For Senegal, their inspirational symbol, the relentless Sadio Mane, was still on active duty. You felt a vague sympathy for Senegal on account of their travails in Rabat in the last African Nation’s tournament, where the Moroccan hosts had behaved badly, the match officials had behaved badly, and the Senegalese themselves had behaved badly, leading to a curious situation where Senegal were now ‘de facto’ African Champions, having won on the field, while Morocco were ‘de jure’ African Champions, having won in the CAF Boardroom, and African football was left to live with universal ridicule.

Over several years of travelling with a national table tennis team to international competitions, certain thoughts had crystallised in your mind concerning the ‘killer zone’ –  the crucial kill-or-be-killed period when an international competition approached its final moments, whether the game in question was football, or table tennis, or basketball. At a certain level, the skills of athletes approximated, more or less. The Mind took over and did the rest. The champion was the one that got the balance right. Most failed competitors got the balance wrong. Nobody in the world had a better excuse for getting the balance wrong repeatedly than Africans, given their recent history. And they often did, at the crucial moment, even when they had superior skills.

It was not a happy thought.
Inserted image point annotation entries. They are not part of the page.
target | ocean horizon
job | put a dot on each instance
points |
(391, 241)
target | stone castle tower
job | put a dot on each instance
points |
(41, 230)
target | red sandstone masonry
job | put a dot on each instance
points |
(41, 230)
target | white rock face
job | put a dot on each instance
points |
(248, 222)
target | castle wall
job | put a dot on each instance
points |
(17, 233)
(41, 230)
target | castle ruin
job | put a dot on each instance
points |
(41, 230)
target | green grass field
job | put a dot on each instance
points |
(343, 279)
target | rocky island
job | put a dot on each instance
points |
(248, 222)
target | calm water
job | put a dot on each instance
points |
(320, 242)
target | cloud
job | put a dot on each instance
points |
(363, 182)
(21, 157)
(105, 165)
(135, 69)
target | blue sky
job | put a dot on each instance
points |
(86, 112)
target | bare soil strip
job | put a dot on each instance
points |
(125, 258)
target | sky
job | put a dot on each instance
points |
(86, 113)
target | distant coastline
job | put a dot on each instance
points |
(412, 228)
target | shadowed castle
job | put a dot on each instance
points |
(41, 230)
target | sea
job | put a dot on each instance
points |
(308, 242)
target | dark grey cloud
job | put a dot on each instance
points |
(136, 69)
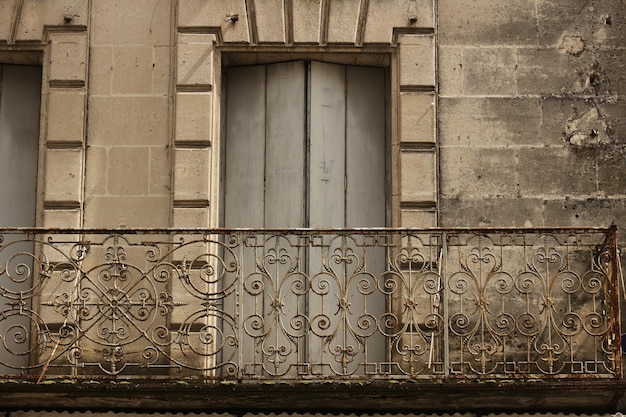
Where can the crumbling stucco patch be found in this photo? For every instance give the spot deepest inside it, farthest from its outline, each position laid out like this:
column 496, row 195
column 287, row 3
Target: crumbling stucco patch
column 573, row 45
column 588, row 130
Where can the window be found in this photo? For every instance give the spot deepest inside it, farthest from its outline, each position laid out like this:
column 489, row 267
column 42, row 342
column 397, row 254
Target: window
column 305, row 147
column 20, row 91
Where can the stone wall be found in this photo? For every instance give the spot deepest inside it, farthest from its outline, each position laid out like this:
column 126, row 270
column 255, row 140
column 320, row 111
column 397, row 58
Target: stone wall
column 532, row 113
column 501, row 113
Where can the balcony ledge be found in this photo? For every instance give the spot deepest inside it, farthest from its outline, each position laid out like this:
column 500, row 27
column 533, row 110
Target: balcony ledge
column 589, row 395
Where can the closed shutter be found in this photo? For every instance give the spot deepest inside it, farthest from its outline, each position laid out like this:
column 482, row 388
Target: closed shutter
column 305, row 147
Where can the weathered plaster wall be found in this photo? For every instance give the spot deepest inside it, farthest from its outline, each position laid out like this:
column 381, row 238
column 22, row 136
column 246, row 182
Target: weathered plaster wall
column 528, row 97
column 532, row 112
Efforts to share the insight with officials or athletes met with brusque rebuff. It was rude, demeaning, and not what anyone wanted to hear about themselves.
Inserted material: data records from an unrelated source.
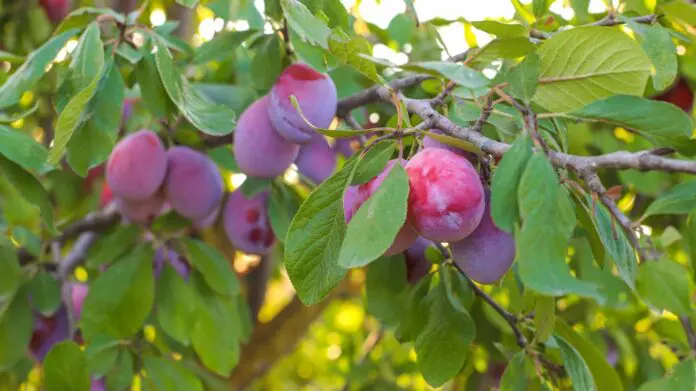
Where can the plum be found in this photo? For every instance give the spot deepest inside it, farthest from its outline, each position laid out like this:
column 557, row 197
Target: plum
column 76, row 293
column 355, row 196
column 106, row 195
column 417, row 265
column 258, row 148
column 97, row 385
column 247, row 224
column 208, row 220
column 48, row 331
column 487, row 254
column 175, row 260
column 430, row 142
column 56, row 9
column 141, row 212
column 193, row 184
column 137, row 166
column 316, row 96
column 446, row 200
column 317, row 160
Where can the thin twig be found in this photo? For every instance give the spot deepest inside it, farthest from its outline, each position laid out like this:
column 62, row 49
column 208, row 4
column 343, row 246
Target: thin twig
column 690, row 333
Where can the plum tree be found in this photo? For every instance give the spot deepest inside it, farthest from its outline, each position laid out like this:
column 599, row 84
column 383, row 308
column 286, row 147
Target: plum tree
column 431, row 142
column 446, row 200
column 48, row 331
column 98, row 385
column 137, row 166
column 193, row 184
column 347, row 146
column 487, row 254
column 417, row 265
column 679, row 94
column 258, row 148
column 247, row 224
column 56, row 9
column 76, row 293
column 316, row 96
column 142, row 211
column 106, row 196
column 355, row 196
column 165, row 255
column 208, row 220
column 317, row 160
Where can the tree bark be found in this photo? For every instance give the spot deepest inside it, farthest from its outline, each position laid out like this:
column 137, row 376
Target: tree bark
column 124, row 6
But one conversation with the great champion Atanda Musa about life in the ‘killer zone’ remained in your mind. It bore out the prominence of mind, and mind games. Several years ago, the Swedish team, made up of Jan Over Waldner, Jorgen Pearsson and Mikael Appelgren reigned over the world of table tennis. In competition with a Nigerian team starring young Atanda Musa, Appelgren was on the ropes. Mind games followed, with the Swede throwing the ball at his young opponent and abusing him under his breath.
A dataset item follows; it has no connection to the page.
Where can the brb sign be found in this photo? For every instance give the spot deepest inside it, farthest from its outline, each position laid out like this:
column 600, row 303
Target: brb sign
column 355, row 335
The Swedes prevailed against everybody in the world not just because they were skillful, and not just because they believed they would always win, but because they got their opponents too to believe that they, the Swedes, would always win. Even when you had a huge lead on a Swede, almost invariably he came back, and prevailed.

Unfortunately, trying to talk about the Psychology of Imagery, Mastery and training Self-Belief into local coaching was like trying to make a river flow uphill. Strangely enough, this is part of the training that the Chinese, who took over table tennis from the Swedes, have been using up till now, to maintain their supremacy in the world.

You, who had promised yourself emotional detachment, could not sleep throughout the night on the day Senegal, who were leading by two goals to nil four minutes to full time, were eliminated from the World Cup by the Belgians.

Cote d’Ivoire, level at 1-1 close to the end, were sent packing by a goal from Norwegian Viking Haaland after they contrived to leave him alone before their empty net.

Everybody has moved on.

It is usual for opponents to wax lyrical praising you after you have stopped being a threat to them. Even the Belgian coach, who was visibly distraught before the Senegalese implosion, is praising Senegal now, after his initial disparaging remarks about ‘those teams’.

As you struggle to regain all the lost hours of sleep and watch the rest of the tournament in peace, you are more convinced than ever that African teams need to ‘mind their minds’, expertly, intentionally, to begin to win competitions in the killer zone. It is not a game of ‘luck’, or even of skills alone.